* [RFC PATCH net-next-2.6 1/2] net: XPS: Allow driver to provide a default mapping of CPUs to TX queues
2011-02-18 16:13 [RFC PATCH net-next-2.6 0/2] Automatic XPS mapping Ben Hutchings
@ 2011-02-18 16:15 ` Ben Hutchings
2011-02-18 16:15 ` [RFC PATCH net-next-2.6 2/2] sfc: Add CPU queue mapping for XPS Ben Hutchings
2011-07-19 17:07 ` [RFC PATCH net-next-2.6 0/2] Automatic XPS mapping Tom Herbert
2 siblings, 0 replies; 4+ messages in thread
From: Ben Hutchings @ 2011-02-18 16:15 UTC (permalink / raw)
To: Tom Herbert; +Cc: netdev, linux-net-drivers
As with RFS acceleration, drivers may use the irq_cpu_rmap facility to
provide a mapping from each CPU to the 'nearest' TX queue.
Define CONFIG_PACKET_STEERING and CONFIG_NET_IRQ_CPU_RMAP so that
drivers can make all cpu_rmap initialisation conditional on the
latter.
Signed-off-by: Ben Hutchings <bhutchings@solarflare.com>
---
include/linux/netdevice.h | 10 +++++++---
net/Kconfig | 17 ++++++++++++-----
net/core/dev.c | 41 +++++++++++++++++++++++------------------
3 files changed, 42 insertions(+), 26 deletions(-)

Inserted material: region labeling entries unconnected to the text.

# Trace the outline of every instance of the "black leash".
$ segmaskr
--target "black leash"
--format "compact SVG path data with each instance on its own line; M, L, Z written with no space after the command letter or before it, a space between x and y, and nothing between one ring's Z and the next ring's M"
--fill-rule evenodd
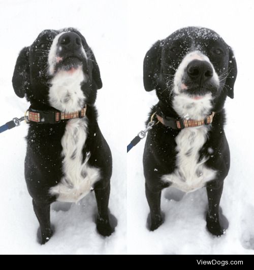
M150 129L152 128L152 127L157 124L158 122L156 123L153 121L153 117L156 114L156 112L151 116L151 120L150 122L148 123L146 126L146 128L144 130L141 130L139 132L138 135L130 143L130 144L127 146L127 153L135 145L137 145L139 142L142 139L144 139L146 136L146 133L148 132Z
M3 125L3 126L0 126L0 133L20 125L20 122L26 119L26 116L22 116L22 117L20 117L20 118L15 117L12 120L7 122L7 123Z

diff --git a/include/linux/netdevice.h b/include/linux/netdevice.h
index c7d7074..c5cba16 100644
--- a/include/linux/netdevice.h
+++ b/include/linux/netdevice.h
@@ -1080,14 +1080,13 @@ struct net_device {
/* Number of RX queues currently active in device */
unsigned int real_num_rx_queues;
-
-#ifdef CONFIG_RFS_ACCEL
+#endif
+#ifdef CONFIG_NET_IRQ_CPU_RMAP
/* CPU reverse-mapping for RX completion interrupts, indexed
* by RX queue number. Assigned by driver. This must only be
* set if the ndo_rx_flow_steer operation is defined. */
struct cpu_rmap *rx_cpu_rmap;
#endif
-#endif
rx_handler_func_t __rcu *rx_handler;
void __rcu *rx_handler_data;
@@ -1114,6 +1113,11 @@ struct net_device {
#ifdef CONFIG_XPS
struct xps_dev_maps __rcu *xps_maps;
#endif
+#ifdef CONFIG_NET_IRQ_CPU_RMAP
+ /* CPU reverse-mapping for TX completion interrupts. Assigned
+ * by driver. */
+ struct cpu_rmap *tx_cpu_rmap;
+#endif
/* These may be needed for future network-power-down code. */
diff --git a/net/Kconfig b/net/Kconfig
index 79cabf1..fa0a093 100644
--- a/net/Kconfig
+++ b/net/Kconfig
@@ -216,21 +216,28 @@ source "net/dcb/Kconfig"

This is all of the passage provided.